I’ve also run a new simulation of the H-bridge, with diodes placed at the MOSFET gates to speed up turn-off times and hopefully prevent shoot-through:
Unfortunately, simply placing the diodes there does little to prevent shoot-through, as can be seen in this simulation of the power supply current (the blue waveform) as the H-bridge is switched:
Clearly, there are immense current spikes exceeding 45A in amplitude as the motor controller PWM input is turned on and off. Simulating for the gate voltages of the hi and low-side MOSFETs on the “left” side of the H-bridge confirms that these spikes are caused by shoot-through:
The voltage at the MOSFET gates (the top set of waveforms) is high for both hi-side and lo-side MOSFETs for a short amount of time, causing the MOSFETs to short the supply to ground temporarily.

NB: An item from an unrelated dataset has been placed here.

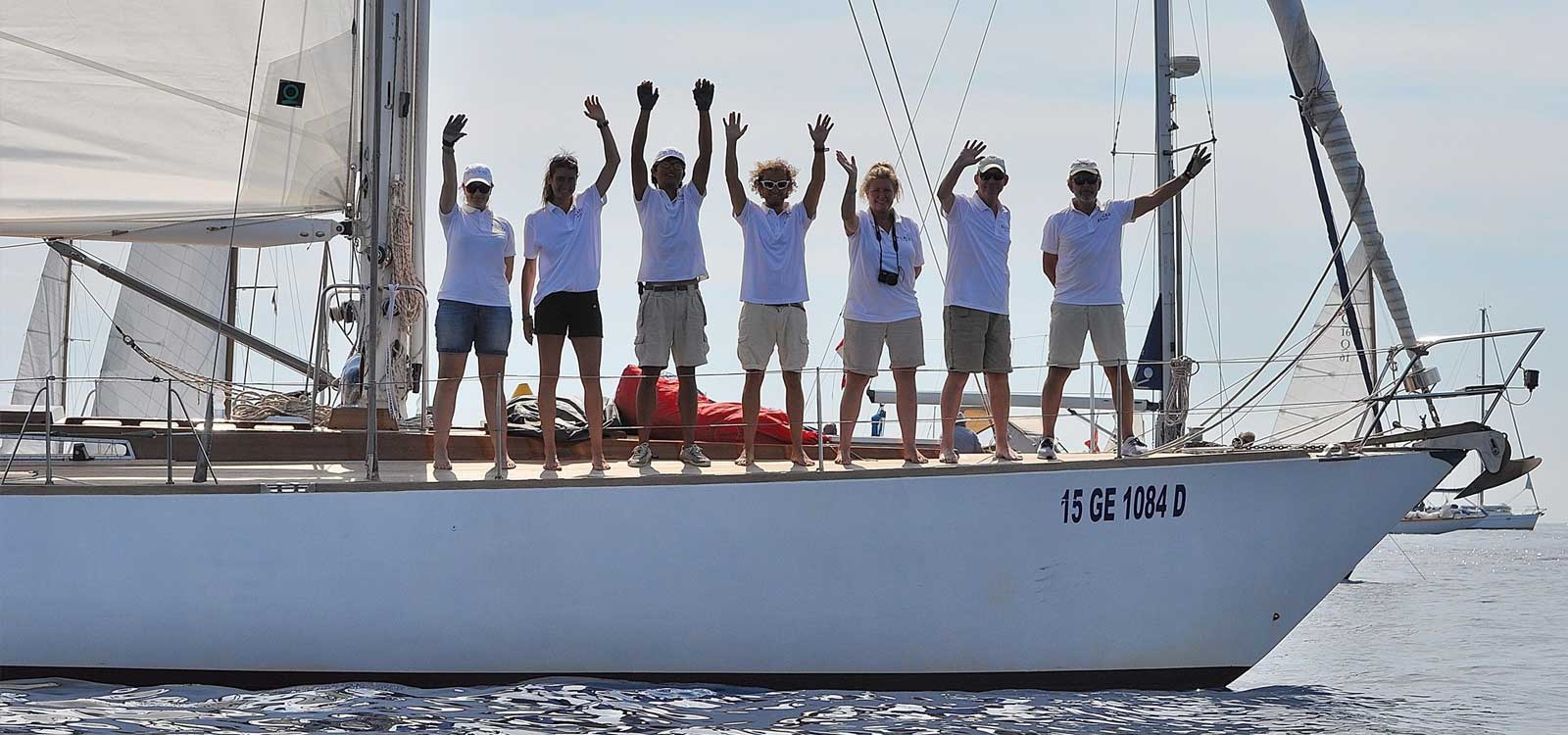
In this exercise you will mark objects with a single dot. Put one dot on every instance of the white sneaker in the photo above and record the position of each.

I’m behind by a week. I resolved to complete the motor controller board by the first half of this week, but was delayed by a series of unfortunate events (design report due on Monday, design review for another class, and an Open House event for prospective grad students). To catch up, I’ll need to resolve the shoot-through issues in simulation (hopefully through simply finding a circuit to copy-paste). Then, I’ll need to wrestle with the MOSFET footprints and find a way to position them so as to avoid adding extreme amounts of parasitic inductance into the gate driver traces. Lastly, I’ll need to talk with Kenny about what the circuitry for the test-setup should look like (so that he can do the actual design by himself, and perform sanity checks against our general expectations).
Next week, I hope to complete the layout for the motor controller board, and meet with one of the professors to perform a design review (probably in the latter half of the week). Given the challenges that this part of the project has posed thus far, I think that’s the most I can hope for.